No. 67: Intellectual Property Rights in Investment Treaty Arbitration: A Critical Examination of the Philip Morris & Eli Lilly Awards

Details

Author(s):
Publish Date:
November 3, 2020
Publication Title:
TTLF Working Papers
Publisher:
Stanford Law School
Format:
Working Paper
Citation(s):
  • Pratyush Nath Upreti, Intellectual Property Rights in Investment Treaty Arbitration: A Critical Examination of the Philip Morris & Eli Lilly Awards, TTLF Working Papers No. 67, Stanford-Vienna Transatlantic Technology Law Forum (2020).
Related Organization(s):

Abstract

The relationship between intellectual property rights (IPRs) and investment treaty arbitration is a relatively new phenomenon. One reason is that the intellectual property system has been designed, implemented and enforced on the national level. A state may use the World Trade Organization dispute settlement mechanism for the clarification of an Agreement on Trade- Related Aspects of Intellectual Property Rights (TRIPS) provision. Alternatively, parties can resolve disputes either on the national level or through alternative dispute resolution, mainly arbitration and mediation. Despite the traditional practice, investors have brought forward intellectual property-related investor-state dispute settlement disputes in Philip Morris v.
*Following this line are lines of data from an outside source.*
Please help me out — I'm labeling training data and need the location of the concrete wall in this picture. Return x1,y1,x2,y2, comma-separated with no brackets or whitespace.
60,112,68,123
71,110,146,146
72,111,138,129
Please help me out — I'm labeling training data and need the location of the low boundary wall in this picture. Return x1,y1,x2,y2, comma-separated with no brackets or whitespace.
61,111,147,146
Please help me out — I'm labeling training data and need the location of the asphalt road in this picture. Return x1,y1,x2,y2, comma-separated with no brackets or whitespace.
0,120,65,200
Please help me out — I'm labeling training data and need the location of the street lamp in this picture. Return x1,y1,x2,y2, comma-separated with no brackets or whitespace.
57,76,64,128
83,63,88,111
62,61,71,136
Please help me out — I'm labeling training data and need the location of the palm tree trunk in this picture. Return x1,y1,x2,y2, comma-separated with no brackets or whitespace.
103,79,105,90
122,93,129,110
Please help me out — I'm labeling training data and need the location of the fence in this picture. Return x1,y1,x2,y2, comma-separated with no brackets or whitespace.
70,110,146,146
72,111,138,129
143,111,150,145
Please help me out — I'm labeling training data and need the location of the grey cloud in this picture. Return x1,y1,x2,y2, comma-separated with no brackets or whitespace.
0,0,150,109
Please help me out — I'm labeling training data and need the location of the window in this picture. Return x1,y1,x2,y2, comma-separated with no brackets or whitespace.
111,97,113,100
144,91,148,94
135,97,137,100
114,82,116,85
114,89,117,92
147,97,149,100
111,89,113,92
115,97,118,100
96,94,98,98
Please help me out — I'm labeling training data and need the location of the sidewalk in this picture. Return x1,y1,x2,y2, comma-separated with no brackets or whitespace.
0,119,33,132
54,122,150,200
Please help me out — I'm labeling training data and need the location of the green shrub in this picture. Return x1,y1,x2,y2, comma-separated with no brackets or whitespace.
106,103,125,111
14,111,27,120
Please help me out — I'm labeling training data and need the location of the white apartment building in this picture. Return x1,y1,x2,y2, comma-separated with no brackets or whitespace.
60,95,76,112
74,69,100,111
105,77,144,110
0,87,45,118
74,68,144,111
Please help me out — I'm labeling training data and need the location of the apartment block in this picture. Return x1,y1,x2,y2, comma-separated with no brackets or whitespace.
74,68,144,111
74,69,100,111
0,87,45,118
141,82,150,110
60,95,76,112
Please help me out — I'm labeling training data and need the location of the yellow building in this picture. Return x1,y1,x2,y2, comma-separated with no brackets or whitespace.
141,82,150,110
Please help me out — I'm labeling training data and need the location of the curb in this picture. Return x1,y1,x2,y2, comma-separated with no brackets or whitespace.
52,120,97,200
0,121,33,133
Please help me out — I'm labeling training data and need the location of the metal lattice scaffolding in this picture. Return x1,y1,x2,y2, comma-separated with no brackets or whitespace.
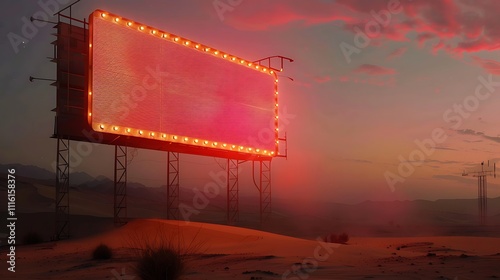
462,161,496,225
51,0,88,240
167,152,180,220
227,159,239,224
478,175,487,225
259,160,272,223
55,137,70,240
114,146,127,226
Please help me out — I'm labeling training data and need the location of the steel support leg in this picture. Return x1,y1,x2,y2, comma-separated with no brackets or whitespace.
114,146,127,226
167,152,180,220
259,160,272,224
484,176,488,224
55,137,70,240
478,176,487,225
227,159,239,224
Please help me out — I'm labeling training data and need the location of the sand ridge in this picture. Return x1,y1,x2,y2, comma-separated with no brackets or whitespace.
3,219,500,279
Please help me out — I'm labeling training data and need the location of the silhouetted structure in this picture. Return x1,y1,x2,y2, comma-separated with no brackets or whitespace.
462,161,496,225
33,2,292,240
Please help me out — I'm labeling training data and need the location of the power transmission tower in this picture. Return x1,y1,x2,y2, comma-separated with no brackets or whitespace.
462,161,496,225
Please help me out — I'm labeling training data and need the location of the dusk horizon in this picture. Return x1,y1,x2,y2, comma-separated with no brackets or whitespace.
2,0,500,205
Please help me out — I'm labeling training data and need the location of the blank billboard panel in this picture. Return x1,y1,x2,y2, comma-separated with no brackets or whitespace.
89,10,279,156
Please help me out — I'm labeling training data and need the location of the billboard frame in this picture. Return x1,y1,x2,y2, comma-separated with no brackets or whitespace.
49,5,291,240
88,10,280,159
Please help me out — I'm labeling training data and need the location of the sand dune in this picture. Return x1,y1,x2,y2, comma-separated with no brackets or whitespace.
3,173,500,241
2,171,500,278
5,219,500,279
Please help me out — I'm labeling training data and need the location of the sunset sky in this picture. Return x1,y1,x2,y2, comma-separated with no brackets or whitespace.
1,0,500,204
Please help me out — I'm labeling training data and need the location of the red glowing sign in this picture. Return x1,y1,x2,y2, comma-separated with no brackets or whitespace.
88,10,279,156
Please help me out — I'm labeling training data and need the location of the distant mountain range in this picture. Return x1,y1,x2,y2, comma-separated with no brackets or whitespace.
0,163,55,181
0,163,100,186
1,163,499,238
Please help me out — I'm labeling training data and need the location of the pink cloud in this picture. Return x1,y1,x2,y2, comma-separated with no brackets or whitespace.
454,38,500,53
387,46,408,59
342,21,408,42
220,0,500,55
314,75,331,83
337,75,396,87
335,0,399,14
293,78,312,88
353,64,396,76
336,0,500,54
416,32,437,45
339,75,350,82
432,40,446,54
342,64,398,86
472,56,500,75
220,0,354,30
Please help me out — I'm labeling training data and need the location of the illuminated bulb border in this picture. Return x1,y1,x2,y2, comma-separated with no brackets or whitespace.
92,123,278,156
96,10,272,72
90,10,280,157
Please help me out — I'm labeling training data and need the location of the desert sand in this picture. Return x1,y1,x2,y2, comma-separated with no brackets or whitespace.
3,219,500,279
1,172,500,279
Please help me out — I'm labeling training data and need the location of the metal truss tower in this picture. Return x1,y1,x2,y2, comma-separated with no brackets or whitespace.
227,159,239,224
259,160,272,223
114,146,128,226
44,4,293,233
52,0,87,239
477,175,487,225
55,138,70,240
462,161,496,225
167,152,180,220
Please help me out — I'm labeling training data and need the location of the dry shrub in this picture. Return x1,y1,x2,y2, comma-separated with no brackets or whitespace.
92,243,113,260
324,232,349,244
128,223,206,280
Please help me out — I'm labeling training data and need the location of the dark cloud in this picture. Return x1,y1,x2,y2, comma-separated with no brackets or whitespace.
432,174,472,184
353,64,396,76
337,158,373,164
463,139,483,143
457,128,500,143
483,135,500,143
435,146,457,151
425,159,460,164
457,128,482,135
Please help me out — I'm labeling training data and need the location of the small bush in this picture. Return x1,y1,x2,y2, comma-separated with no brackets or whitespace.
23,231,43,245
92,244,113,260
128,225,206,280
324,232,349,244
136,246,184,280
337,232,349,244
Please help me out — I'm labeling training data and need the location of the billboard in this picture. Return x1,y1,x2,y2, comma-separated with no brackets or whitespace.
88,10,279,157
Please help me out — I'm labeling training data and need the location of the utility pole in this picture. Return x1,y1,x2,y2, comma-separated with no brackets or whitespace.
462,161,496,225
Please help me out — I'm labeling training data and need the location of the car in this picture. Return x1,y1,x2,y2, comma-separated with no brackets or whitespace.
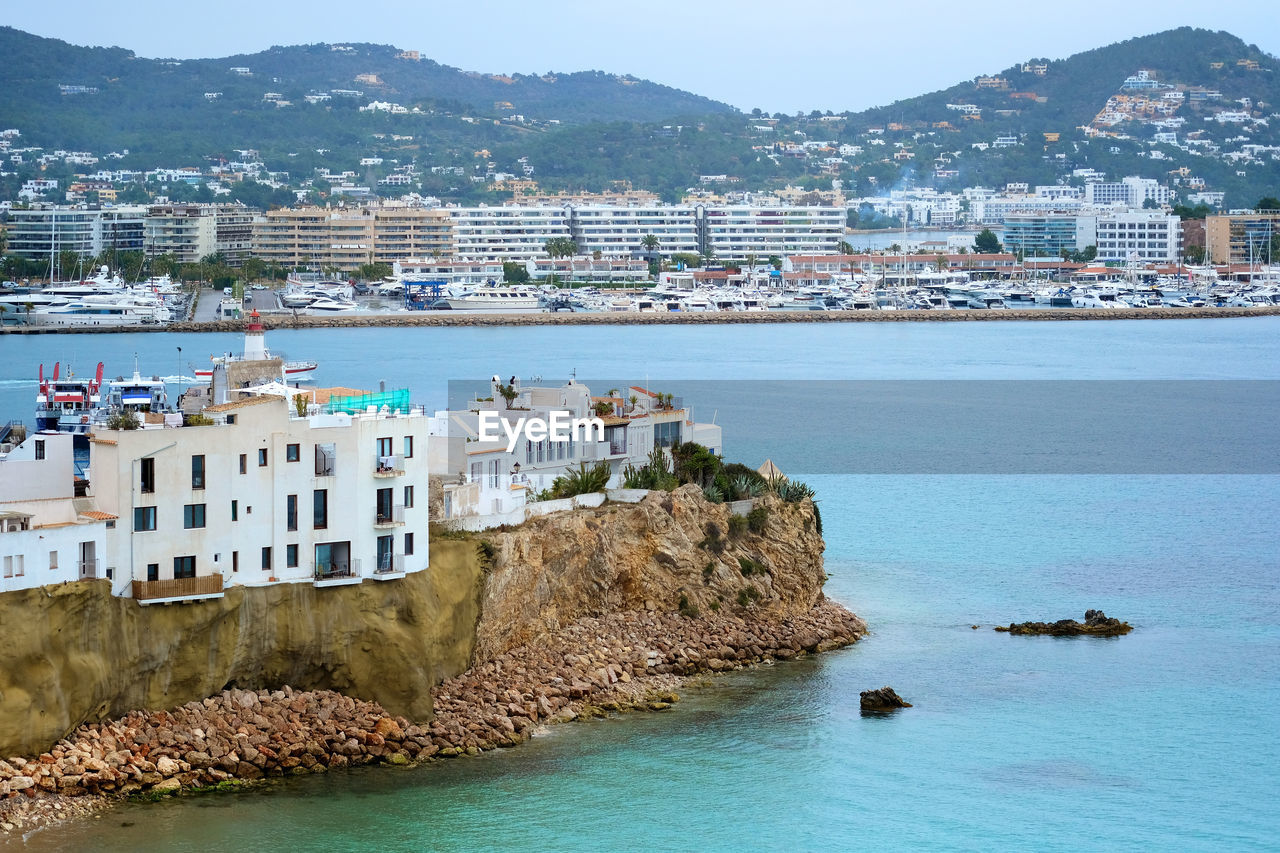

Uruguay and Eli Lilly v. Canada, which created opportunities for possible IPR litigation in the future. This paper critically examines the two disputes and broadly analyzes the important findings of these cases. The paper analyzes the arguments of the parties and the tribunal conclusions to show potential implications and challenges which these disputes might bring to the intellectual property system.